My help comes from the Lord,
who made heaven and earth.
He will not let your foot be moved;
he who keeps you will not slumber.
He who keeps Israel
will neither slumber nor sleep.
The Lord is your keeper;
the Lord is your shade at your right hand.
The sun shall not strike you by day,
nor the moon by night.
The Lord will keep you from all evil;
he will keep your life.
The Lord will keep
your going out and your coming in
from this time on and forevermore.
John 3:1-17
Now there was a Pharisee named Nicodemus, a leader of the Jews. He came to Jesus by
night and said to him, “Rabbi, we know that you are a teacher who has come from God; for no
one can do these signs that you do apart from the presence of God.” Jesus answered him,
“Very truly, I tell you, no one can see the kingdom of God without being born from above.”
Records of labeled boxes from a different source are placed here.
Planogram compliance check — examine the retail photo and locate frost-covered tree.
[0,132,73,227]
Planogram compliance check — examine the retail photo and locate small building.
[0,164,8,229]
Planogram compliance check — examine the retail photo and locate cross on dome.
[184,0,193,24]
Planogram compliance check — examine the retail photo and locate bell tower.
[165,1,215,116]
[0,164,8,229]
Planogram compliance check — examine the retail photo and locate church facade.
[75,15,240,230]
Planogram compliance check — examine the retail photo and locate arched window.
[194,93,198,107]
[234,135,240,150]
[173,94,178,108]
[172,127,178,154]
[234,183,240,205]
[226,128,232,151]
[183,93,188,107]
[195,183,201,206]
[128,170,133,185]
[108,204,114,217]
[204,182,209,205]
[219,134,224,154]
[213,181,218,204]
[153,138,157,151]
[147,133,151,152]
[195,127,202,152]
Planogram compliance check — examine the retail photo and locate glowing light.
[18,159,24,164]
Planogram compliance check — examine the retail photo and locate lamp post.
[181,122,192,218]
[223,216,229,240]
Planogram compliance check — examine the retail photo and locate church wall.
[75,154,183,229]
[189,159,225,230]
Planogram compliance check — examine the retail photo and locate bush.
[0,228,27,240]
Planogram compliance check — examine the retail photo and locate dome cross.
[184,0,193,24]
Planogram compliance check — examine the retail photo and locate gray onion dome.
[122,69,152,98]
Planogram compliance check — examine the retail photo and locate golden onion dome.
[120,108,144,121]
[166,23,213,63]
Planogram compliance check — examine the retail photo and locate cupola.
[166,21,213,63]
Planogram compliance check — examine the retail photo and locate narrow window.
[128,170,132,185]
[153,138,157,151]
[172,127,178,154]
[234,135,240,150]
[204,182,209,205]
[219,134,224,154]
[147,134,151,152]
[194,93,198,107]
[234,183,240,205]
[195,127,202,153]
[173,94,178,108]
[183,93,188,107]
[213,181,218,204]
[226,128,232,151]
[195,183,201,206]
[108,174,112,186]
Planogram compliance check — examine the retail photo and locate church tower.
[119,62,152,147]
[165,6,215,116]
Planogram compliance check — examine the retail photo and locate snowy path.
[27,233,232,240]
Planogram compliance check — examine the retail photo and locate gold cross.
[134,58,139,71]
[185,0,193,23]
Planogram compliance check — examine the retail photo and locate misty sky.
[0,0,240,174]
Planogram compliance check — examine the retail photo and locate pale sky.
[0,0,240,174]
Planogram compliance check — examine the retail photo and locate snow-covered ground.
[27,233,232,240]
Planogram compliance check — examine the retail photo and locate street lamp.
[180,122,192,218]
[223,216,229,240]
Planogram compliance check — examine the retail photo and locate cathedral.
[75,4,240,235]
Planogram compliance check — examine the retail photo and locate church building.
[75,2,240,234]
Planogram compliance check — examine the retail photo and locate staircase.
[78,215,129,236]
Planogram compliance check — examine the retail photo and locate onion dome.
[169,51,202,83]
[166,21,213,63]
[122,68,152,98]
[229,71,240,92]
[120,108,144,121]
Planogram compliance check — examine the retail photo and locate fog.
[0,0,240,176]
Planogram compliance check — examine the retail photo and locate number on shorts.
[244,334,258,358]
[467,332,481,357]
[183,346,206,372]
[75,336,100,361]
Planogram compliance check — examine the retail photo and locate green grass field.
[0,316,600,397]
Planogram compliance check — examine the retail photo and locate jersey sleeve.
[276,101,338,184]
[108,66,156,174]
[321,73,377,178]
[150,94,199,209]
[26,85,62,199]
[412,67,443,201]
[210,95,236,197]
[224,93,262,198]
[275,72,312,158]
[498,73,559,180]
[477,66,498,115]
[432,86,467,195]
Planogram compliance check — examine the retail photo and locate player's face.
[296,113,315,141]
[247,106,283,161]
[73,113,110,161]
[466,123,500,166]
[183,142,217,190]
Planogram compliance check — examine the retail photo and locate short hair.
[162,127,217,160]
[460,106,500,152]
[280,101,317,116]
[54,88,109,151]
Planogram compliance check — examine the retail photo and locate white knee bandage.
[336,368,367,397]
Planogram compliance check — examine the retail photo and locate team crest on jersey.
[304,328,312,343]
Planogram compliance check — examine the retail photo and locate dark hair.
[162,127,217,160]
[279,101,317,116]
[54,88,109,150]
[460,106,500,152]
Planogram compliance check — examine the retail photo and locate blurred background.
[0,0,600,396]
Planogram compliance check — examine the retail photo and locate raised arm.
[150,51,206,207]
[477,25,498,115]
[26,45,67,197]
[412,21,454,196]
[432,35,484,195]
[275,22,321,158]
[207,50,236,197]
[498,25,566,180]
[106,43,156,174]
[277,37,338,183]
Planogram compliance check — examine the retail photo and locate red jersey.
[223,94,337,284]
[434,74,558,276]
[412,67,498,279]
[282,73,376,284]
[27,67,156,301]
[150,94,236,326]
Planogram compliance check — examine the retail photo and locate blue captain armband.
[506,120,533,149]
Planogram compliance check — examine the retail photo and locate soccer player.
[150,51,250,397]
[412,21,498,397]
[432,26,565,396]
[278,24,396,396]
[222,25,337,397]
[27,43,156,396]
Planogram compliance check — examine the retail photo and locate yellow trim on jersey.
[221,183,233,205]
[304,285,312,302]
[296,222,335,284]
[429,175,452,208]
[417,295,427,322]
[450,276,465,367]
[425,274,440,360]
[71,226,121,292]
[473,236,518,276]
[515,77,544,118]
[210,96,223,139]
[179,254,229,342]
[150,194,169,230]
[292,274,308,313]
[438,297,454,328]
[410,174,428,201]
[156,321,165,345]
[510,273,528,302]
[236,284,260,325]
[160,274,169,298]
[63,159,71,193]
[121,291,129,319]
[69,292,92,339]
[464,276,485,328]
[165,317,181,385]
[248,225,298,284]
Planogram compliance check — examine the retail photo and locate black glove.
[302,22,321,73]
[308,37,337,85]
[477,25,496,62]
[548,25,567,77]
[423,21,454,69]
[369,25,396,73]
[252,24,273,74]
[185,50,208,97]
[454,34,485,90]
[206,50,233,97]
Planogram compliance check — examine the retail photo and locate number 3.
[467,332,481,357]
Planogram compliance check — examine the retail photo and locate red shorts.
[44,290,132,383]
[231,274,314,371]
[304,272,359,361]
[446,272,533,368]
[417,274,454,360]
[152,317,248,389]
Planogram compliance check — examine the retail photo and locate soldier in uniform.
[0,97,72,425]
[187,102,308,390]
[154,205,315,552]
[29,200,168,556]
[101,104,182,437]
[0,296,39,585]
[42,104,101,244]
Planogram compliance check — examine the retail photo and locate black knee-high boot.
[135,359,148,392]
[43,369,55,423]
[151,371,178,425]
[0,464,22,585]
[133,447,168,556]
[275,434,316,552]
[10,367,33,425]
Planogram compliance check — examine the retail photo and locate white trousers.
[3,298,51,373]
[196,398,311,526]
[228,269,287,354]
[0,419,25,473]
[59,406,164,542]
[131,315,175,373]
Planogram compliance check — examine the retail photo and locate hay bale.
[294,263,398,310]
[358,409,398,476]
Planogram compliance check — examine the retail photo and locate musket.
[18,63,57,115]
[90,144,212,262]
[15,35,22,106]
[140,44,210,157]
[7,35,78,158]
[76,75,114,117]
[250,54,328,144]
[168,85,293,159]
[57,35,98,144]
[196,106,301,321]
Nicodemus said to him, “How can anyone be born after having grown old? Can one enter a
second time into the mother’s womb and be born?” Jesus answered, “Very truly, I tell you, no
one can enter the kingdom of God without being born of water and Spirit. What is born of
the flesh is flesh, and what is born of the Spirit is spirit. Do not be astonished that I said to
you, ‘You must be born from above.’ The wind blows where it chooses, and you hear the
sound of it, but you do not know where it comes from or where it goes. So it is with everyone
who is born of the Spirit.” Nicodemus said to him, “How can these things be?” Jesus
answered him, “Are you a teacher of Israel, and yet you do not understand these things?
“Very truly, I tell you, we speak of what we know and testify to what we have seen; yet you do
not receive our testimony. If I have told you about earthly things and you do not believe, how
can you believe if I tell you about heavenly things? No one has ascended into heaven except
the one who descended from heaven, the Son of Man. And just as Moses lifted up the
serpent in the wilderness, so must the Son of Man be lifted up, that whoever believes in him
may have eternal life.
“For God so loved the world that he gave his only Son, so that everyone who believes in him
may not perish but may have eternal life.
“Indeed, God did not send the Son into the world to condemn the world, but in order that
the world might be saved through him.
Journaling / Reflecting
The Westminster Confession gives us the reformed theology of Jesus as prophet, priest and
king. How do you see these roles of Jesus in Christ’s conversation with Nicodemus?
Napoleon asserted that Jesus was not a man. How would you describe Jesus to a non-Christian
friend?
Kennedy tells us the story of the Egyptian King, Ozymandias and of his inscription, “Look on my
works.” Suppose we transpose that quote to our King – Christ. On which of Christ’s works
would you look? Have Christ’s works lasted longer than Ozymandias works?
William Barclay argues that, “In reading the Fourth Gospel, there is the difficulty of knowing
when the words of Jesus stop and the words of the writer of the gospel begin. John has
thought so long about the words of Jesus that insensibly he glides from them to his own
toughts about them. Almost certainly the last words of this passage are the words of John. It is
as if someone asked, “What right has Jesus to say these things? What guarantee do we have
that they are true?”” How would you answer Barclay’s questions?